As we note in the final paragraph.

"Ultimately, though, it comes down to performance. Whatever the claimed transistor density, the faster chip will still be faster."

Also, there's questions to how dense these really are. I personally think there's a difference in counting transistors. Maybe AMD includes blank space, or debug logic that Nvidia omits, or something. I don't know. I'm just saying that all indications are AMD doesn't intend to take on the 5080, and so Nvidia having a slightly larger chip that's faster but has fewer transistors? That may or may not be fully accurate.

It has lots of infinity cache which will drive up density vs the 4080. Cache circuitry is very small and packs extremely tightly onto the chip!

AMD and Nvidia have both talked about how cache density scaling has slowed down. That was one of AMD's key talking points for GPU chiplets with RDNA 3! I'm still not fully convinced it's accurate, but I don't know. What I do know is that AMD and Nvidia both have a lot of cache in a monolithic design now, and transistor density doesn't seem to have been hurt too much.

 

[lmcnabney]

As we note in the final paragraph.

"Ultimately, though, it comes down to performance. Whatever the claimed transistor density, the faster chip will still be faster."

Also, there's questions to how dense these really are. I personally think there's a difference in counting transistors. Maybe AMD includes blank space, or debug logic that Nvidia omits, or something. I don't know. I'm just saying that all indications are AMD doesn't intend to take on the 5080, and so Nvidia having a slightly larger chip that's faster but has fewer transistors? That may or may not be fully accurate.

AMD and Nvidia have both talked about how cache density scaling has slowed down. That was one of AMD's key talking points for GPU chiplets with RDNA 3! I'm still not fully convinced it's accurate, but I don't know.
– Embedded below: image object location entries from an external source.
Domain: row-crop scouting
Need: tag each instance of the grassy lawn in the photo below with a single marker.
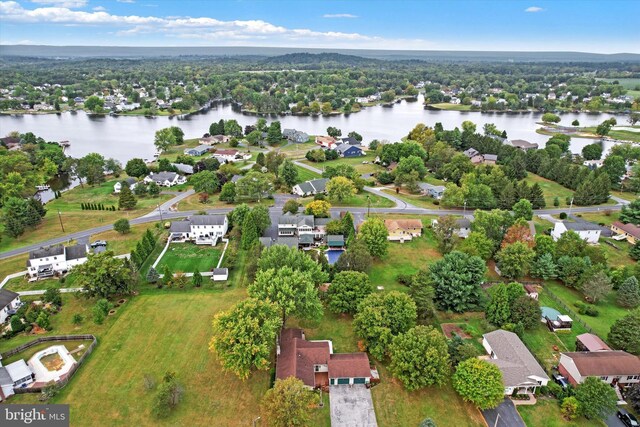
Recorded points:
(28, 353)
(550, 189)
(547, 413)
(395, 406)
(609, 310)
(149, 339)
(75, 219)
(356, 162)
(306, 174)
(405, 258)
(192, 203)
(189, 257)
(451, 107)
(358, 200)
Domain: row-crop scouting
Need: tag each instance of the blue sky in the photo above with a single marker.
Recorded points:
(574, 25)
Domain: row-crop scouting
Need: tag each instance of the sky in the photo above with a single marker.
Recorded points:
(606, 26)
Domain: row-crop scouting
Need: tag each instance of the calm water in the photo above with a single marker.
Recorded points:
(127, 137)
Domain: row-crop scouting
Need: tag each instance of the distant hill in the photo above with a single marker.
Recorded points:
(266, 52)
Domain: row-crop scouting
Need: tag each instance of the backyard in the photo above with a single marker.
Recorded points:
(189, 257)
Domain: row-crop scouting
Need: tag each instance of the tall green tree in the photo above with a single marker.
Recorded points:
(419, 358)
(381, 317)
(374, 234)
(479, 382)
(244, 336)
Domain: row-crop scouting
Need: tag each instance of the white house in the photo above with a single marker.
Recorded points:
(520, 370)
(220, 274)
(310, 188)
(587, 231)
(131, 182)
(165, 179)
(14, 375)
(201, 229)
(57, 259)
(9, 303)
(611, 366)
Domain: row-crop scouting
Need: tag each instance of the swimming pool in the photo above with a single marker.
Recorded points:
(333, 255)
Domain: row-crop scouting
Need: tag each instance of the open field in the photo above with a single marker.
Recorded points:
(547, 413)
(189, 257)
(550, 189)
(150, 339)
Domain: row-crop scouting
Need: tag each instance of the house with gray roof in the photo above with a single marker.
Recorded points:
(200, 229)
(521, 372)
(311, 188)
(57, 259)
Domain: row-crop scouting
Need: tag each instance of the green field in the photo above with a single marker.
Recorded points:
(189, 257)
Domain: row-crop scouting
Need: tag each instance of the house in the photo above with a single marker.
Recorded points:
(14, 375)
(310, 188)
(183, 168)
(220, 274)
(401, 230)
(346, 150)
(520, 370)
(611, 366)
(524, 145)
(490, 159)
(587, 231)
(315, 364)
(435, 191)
(350, 141)
(165, 179)
(57, 259)
(590, 342)
(230, 155)
(214, 139)
(555, 320)
(200, 150)
(629, 231)
(295, 135)
(201, 229)
(474, 155)
(9, 304)
(532, 291)
(326, 142)
(130, 182)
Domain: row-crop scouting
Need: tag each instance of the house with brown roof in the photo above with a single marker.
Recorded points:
(611, 366)
(590, 342)
(401, 230)
(315, 364)
(629, 231)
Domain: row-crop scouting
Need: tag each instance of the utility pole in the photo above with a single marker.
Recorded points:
(60, 218)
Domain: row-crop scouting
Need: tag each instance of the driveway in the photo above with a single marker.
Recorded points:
(351, 406)
(505, 415)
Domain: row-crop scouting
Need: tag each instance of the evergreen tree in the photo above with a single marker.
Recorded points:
(127, 200)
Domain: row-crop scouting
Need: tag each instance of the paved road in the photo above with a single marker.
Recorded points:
(505, 415)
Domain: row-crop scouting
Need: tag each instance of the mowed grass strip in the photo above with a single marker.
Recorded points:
(156, 334)
(189, 257)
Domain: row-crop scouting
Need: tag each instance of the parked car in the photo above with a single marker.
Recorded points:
(627, 419)
(98, 243)
(560, 380)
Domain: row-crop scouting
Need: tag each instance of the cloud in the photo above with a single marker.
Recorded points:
(339, 15)
(202, 29)
(62, 3)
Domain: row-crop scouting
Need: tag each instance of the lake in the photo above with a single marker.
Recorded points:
(125, 137)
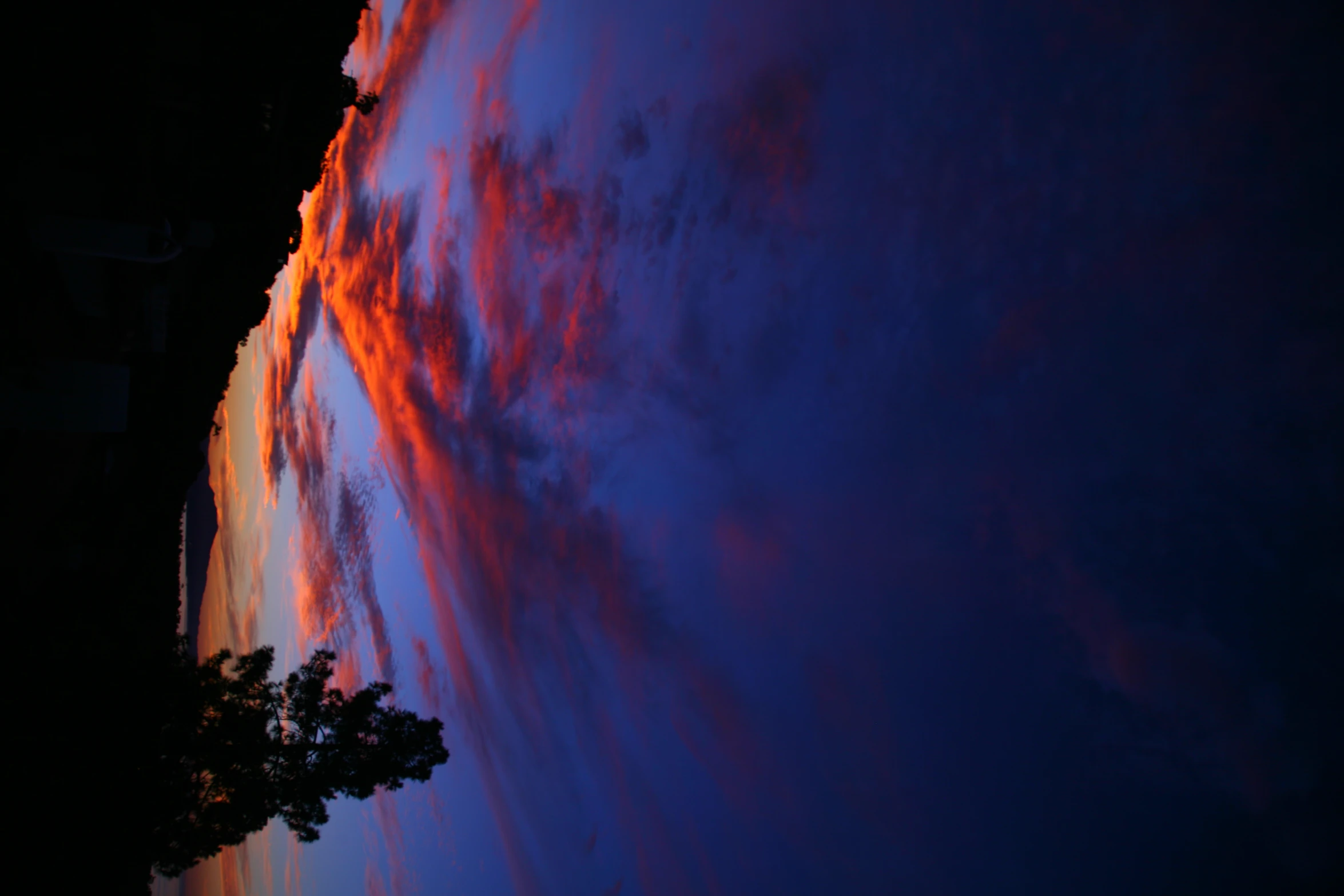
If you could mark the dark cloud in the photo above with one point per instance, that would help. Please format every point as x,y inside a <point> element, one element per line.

What I do know is that AMD and Nvidia both have a lot of cache in a monolithic design now, and transistor density doesn't seem to have been hurt too much.

The both are 'staying / going back to' monolithic because they are both stuck in the same mature process. If they broke out chiplets they would be in the same process so might as well keep them on the same die. Chiplets only work when some components can be fabricated on older tech. No money to save leaving part of the GPU on 5nm.

 

[Notton]

Why didn't you compare 9070 XT vs 5070 Ti?

Uhhh, maybe because 5070Ti is the cut down GB203, where as the 5080 is the fully enabled one?

And maybe because the 9070 is the cut down Navi48, where as the 9070XT is the fully enabled one?

 

[bit_user]

AMD's decision to abandon RDNA 3's chiplet-style design for a return to a monolithic die does not seem to have sacrificed density or efficiency.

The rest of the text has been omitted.